Being clear and direct is the best way to minimize disagreements and share exactly what you need to with your partner during your sex talk. When you’re looking at how to talk about sex with your partner, you’ll see that being direct is best. Use anatomical terminology for sex parts, say exactly what you want or don’t want in the bedroom, and make it clear for them to understand. Clarity takes confidence, so take a deep breath and say what you mean.
This is especially true if you’re trying to manage how to talk about sex in a new relationship. Your partner may be especially unclear about what you need or desire in the bedroom in these more recent relationships. Avoid generic terms like “getting down” or “sexy time”- they leave a lot to the imagination and are prone to creating confusion. Instead use terms that allow little room for confusion- “cunnilingus”, “penis,” and “clitoral orgasm” are clear and help your partner understand exactly what you want and desire.

Check to make sure everyone is heard.
This is key if you’re looking about how to talk about sex in a relationship, but it’s also a great tip beyond these sex conversations. Periodically stop and ask your partner if they’ve heard what you’ve said. In fact, it’s ok to ask the question, “Would you mind telling me what you just heard?” Checking in with your partner to see if they heard you is the ultimate gauge of whether you shared an effective communication with them. There are probably tons of things going through your head when you’re trying to talk about sex, and the same is true for them. It’s a tricky subject for so many. Periodically stopping the conversation to allow everyone to hear is key.
If you’re looking for how to talk about sex in a relationship, remember that it’s also important to think about how to hear during the sex talk. With such a loaded topic and the potential for some discomfort, there could be real reasons why people are struggling to hear one another. While your partner is talking, make sure to make eye contact if possible. Take a break from forming your next thought in your head to just listen to what they have to say. That may mean your conversation moves slower, but if it means that everyone feels heard and validated, it’s worth it.

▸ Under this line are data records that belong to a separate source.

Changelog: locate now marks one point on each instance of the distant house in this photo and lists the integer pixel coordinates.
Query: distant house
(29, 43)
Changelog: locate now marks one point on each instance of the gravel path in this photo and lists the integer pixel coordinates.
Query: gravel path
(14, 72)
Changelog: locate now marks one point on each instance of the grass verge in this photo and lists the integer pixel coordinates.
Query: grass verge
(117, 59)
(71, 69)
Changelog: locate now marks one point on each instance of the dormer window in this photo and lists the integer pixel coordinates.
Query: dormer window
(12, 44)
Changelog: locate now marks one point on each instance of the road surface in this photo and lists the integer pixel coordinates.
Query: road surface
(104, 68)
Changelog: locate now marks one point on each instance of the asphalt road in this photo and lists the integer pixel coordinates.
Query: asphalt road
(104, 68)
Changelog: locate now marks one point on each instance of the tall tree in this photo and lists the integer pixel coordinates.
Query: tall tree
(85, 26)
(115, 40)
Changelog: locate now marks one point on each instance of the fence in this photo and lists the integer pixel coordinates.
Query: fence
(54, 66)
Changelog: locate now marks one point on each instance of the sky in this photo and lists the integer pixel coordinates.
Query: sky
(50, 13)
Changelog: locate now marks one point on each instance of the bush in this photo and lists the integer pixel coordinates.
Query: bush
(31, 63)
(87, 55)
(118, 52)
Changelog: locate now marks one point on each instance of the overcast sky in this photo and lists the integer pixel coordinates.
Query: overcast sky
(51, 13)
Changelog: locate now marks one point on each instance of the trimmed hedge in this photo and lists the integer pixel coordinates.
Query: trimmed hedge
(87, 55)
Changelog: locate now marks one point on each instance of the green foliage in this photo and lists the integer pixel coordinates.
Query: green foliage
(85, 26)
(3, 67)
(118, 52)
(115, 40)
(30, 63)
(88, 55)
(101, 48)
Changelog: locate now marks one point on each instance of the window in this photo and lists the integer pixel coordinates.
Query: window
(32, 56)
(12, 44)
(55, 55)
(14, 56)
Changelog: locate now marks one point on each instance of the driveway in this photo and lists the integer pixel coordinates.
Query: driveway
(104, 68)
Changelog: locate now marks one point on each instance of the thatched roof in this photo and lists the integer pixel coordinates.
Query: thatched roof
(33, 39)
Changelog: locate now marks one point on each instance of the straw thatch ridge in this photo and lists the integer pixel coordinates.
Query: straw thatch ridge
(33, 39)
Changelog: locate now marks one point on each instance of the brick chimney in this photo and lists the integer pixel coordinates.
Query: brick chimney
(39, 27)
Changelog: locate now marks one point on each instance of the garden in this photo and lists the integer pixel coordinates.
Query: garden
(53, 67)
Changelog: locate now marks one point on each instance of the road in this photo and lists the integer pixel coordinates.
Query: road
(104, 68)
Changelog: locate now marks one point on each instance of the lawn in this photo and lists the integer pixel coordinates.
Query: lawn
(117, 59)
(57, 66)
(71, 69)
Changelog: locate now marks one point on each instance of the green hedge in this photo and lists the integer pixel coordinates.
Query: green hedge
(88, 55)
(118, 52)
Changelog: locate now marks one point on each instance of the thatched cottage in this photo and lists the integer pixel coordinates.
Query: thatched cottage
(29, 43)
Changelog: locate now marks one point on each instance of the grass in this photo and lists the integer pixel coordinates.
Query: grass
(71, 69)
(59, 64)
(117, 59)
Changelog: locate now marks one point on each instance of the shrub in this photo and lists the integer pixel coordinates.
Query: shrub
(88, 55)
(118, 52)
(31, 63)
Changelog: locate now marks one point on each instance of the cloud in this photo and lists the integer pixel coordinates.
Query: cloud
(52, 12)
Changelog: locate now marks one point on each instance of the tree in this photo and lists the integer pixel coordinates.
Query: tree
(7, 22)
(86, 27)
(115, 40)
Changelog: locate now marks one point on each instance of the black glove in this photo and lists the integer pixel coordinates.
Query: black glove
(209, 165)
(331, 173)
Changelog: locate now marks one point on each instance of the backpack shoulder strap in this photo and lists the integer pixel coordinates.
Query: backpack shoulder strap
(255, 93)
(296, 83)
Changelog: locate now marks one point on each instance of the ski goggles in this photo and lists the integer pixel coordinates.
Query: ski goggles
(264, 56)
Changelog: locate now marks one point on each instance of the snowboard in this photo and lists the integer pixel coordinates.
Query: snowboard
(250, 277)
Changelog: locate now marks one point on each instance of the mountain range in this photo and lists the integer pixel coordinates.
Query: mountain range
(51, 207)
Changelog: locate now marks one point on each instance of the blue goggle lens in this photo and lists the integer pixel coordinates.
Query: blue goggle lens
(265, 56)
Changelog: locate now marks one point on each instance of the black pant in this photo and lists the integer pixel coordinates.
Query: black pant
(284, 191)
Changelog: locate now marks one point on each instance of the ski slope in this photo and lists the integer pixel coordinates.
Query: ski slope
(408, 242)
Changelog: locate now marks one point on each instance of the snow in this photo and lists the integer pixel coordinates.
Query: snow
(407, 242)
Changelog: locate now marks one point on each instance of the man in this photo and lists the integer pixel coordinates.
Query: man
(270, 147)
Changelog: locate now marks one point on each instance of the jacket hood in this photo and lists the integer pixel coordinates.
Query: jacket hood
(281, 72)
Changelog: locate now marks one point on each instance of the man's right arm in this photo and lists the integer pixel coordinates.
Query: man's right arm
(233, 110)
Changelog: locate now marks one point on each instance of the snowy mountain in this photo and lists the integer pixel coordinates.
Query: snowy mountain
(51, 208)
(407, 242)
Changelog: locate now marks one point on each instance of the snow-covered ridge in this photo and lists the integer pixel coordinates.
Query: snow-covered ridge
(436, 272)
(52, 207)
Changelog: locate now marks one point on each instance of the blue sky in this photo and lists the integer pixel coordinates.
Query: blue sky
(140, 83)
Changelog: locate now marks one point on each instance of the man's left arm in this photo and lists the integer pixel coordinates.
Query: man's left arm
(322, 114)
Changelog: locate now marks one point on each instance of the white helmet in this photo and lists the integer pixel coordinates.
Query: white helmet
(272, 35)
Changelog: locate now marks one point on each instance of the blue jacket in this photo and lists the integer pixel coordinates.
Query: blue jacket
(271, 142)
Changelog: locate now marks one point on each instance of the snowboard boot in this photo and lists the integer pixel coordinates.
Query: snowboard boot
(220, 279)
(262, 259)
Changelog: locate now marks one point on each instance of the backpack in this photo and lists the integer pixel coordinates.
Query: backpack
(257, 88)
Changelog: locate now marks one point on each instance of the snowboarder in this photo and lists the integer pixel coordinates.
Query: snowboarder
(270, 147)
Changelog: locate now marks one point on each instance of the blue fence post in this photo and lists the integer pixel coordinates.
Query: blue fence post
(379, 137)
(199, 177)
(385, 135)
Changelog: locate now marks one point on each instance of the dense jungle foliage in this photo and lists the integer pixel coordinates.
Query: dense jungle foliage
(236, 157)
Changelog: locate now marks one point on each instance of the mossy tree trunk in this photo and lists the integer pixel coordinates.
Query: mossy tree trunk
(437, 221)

So be brave and have those challenging conversations! It may be hard learning how to talk about sex with your partner or how to talk about sex in a new relationship, but it is absolutely worth it so that you get what you need from your romantic and sexual relationships. Don’t leave your pleasure up to chance. With these tips about how to talk about sex with your partner, you should be able to clearly get your point across and stay conflict free.